JuliaHEP / JuliaHEP-2023

Materials for the JuliaHEP 2023 Workshop
https://juliahep.github.io/JuliaHEP-2023/
Creative Commons Attribution 4.0 International
4 stars 4 forks source link

Add DataFrames tutorial #19

Closed graeme-a-stewart closed 10 months ago

graeme-a-stewart commented 10 months ago

First version of a data frames tutorial, covering loading, selecting, modifying and deriving data How to handle "missing" values Some pretty plotting to finish off to show visualisation

Use a reduced Higgs dataset with 50k events (as the full dataset is very large and not needed)

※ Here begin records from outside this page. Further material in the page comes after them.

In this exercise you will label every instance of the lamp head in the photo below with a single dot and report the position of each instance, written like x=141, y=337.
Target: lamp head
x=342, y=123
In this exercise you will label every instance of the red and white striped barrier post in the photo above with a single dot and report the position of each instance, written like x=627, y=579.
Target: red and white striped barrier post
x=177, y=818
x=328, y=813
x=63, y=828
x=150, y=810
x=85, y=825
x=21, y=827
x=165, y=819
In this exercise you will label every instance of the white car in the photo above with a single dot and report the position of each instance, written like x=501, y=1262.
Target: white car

github-actions[bot] commented 10 months ago

PR Preview Action v1.4.4 :---: :rocket: Deployed preview to https://JuliaHEP.github.io/JuliaHEP-2023/pr-preview/pr-19/ on branch gh-pages at 2023-11-03 07:52 UTC

Moelf commented 10 months ago

at which tutorial will this part actually happen? Monday?

graeme-a-stewart commented 10 months ago

at which tutorial will this part actually happen? Monday?

Yep. @aoanla and I decided that we will cover the Julia basics in the first half, then cover a few other things in the second part - at least Plots and DataFrames.

Moelf commented 10 months ago

you might want to introduce FHist and more advanced histogramming: https://moelf.github.io/FHist.jl/dev/notebooks/makie_plotting/

aoanla commented 10 months ago

you might want to introduce FHist and more advanced histogramming: https://moelf.github.io/FHist.jl/dev/notebooks/makie_plotting/

We decided to introduce Plots.jl not Maki-e (because @graeme-a-stewart believes that Plots is easier to get set up with and produces "better plots by default") - although I do mention Makie at the end of the Plots overview. Do I gather that this means you're a vote for Makie instead?

Moelf commented 10 months ago

Plots.jl is unlikely to produce publication-ready plots when you have realistic HEP histograms, see issues in Plots.jl: 2007, 2445, 4709, 4206.

Especially when logscale and histograms are involved. Besides, you can't get stacked histogram or hatched lines in Plots.jl


I would say it's fine to demonstrate Plots.histogram(), but in realistic HEP application, you're more likely to need FHist.jl histogram object first, instead of directly plotting from a data vector

aoanla commented 10 months ago

So, there's definitely not enough time to cover Plots.jl 's feature set and Makie.jl so we need to pick one. I'm perfectly happy to write an intro to either [and mention the other at the end] - I also mildly prefer Makie for the extra statistical plots and features [and I like the Observables system for live plot updates], but Plots.jl + StatsPlots is what Graeme's using here because we already discussed this once, over in issue #16 .... Since the plotting stuff leads into @graeme-a-stewart 's DataFrames stuff here at the end, it really does need us all to agree on this before we make people change things.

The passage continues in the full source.